Embedded systems are now being asked to combine functions that once lived on separate boards. Application processing, real-time control, AI inference, image handling, secure connectivity, and long-lifecycle software support increasingly sit inside the same industrial or medical product. A module-based approach allows those requirements to be absorbed at subsystem level while keeping the carrier board, I/O mix, enclosure, and certification strategy under product-team control.

The SMARC family expansion follows Variscite’s i.MX 8M Plus SMARC module, which gave developers a lower-power route into vision and edge AI workloads. The i.MX 95 version raises the ceiling with stronger application processing, dedicated AI acceleration, real-time coprocessors, and safety architecture in the same standards-based format.

Medical imaging gives one example of the design pressure. Vision processing, local AI, display output, data handling, and cybersecurity can sit inside one device, yet the system may also need predictable control behaviour and a route through regulatory evaluation. Industrial automation creates a related challenge, where machine vision, sensor fusion, edge analytics, and deterministic control have to coexist in equipment expected to run for many years.
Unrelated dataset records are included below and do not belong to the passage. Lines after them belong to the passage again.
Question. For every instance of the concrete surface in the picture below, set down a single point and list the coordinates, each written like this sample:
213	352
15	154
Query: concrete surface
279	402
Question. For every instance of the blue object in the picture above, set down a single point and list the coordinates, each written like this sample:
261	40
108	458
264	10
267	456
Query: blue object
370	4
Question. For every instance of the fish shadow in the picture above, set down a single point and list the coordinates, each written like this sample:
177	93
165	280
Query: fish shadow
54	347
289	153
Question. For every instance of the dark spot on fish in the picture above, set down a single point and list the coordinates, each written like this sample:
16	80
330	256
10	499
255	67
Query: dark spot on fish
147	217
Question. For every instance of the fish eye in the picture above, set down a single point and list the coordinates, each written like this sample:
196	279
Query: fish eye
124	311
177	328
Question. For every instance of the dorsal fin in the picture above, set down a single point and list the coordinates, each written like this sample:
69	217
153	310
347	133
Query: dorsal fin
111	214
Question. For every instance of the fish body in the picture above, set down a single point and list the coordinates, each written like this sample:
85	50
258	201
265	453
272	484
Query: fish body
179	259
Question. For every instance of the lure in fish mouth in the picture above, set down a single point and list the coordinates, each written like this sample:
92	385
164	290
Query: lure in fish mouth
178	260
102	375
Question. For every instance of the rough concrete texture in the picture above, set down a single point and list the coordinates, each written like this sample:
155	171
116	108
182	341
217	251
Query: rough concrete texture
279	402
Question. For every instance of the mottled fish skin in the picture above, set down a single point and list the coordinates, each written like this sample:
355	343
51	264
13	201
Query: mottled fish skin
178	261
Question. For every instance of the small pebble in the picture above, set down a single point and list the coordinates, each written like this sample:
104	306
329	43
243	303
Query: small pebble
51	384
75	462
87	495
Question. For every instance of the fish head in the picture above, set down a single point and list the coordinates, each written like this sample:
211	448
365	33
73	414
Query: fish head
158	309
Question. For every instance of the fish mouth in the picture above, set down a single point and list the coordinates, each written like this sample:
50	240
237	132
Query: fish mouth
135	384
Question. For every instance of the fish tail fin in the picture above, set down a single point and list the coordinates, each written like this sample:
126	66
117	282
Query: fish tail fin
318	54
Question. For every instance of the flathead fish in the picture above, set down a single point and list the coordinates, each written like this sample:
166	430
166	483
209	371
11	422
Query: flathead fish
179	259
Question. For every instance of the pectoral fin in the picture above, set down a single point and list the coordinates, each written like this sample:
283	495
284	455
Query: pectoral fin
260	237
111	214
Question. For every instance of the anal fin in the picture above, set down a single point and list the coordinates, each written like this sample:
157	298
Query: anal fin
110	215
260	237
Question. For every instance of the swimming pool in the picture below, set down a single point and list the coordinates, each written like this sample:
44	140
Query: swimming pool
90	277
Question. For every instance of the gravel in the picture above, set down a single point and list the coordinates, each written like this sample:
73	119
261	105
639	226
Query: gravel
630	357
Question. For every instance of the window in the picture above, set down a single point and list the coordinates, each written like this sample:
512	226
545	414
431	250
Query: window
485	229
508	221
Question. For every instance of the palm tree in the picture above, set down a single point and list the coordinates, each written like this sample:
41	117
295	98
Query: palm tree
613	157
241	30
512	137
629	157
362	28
Security is becoming a stronger selection factor as well. The EU Cyber Resilience Act and sector-specific requirements are raising expectations around secure boot, cryptographic support, identity, and update integrity. By placing TPM hardware and processor-level security features on the module, Variscite is moving some of that work into the platform foundation rather than leaving it entirely to carrier-board design.

The VAR-SMARC-MX95 reflects a practical shift in embedded design. Processor roadmaps, AI requirements, safety expectations, and cybersecurity rules are moving faster than many industrial hardware cycles. Modular compute platforms give long-life products a way to adopt newer silicon without repeatedly rebuilding the whole embedded architecture.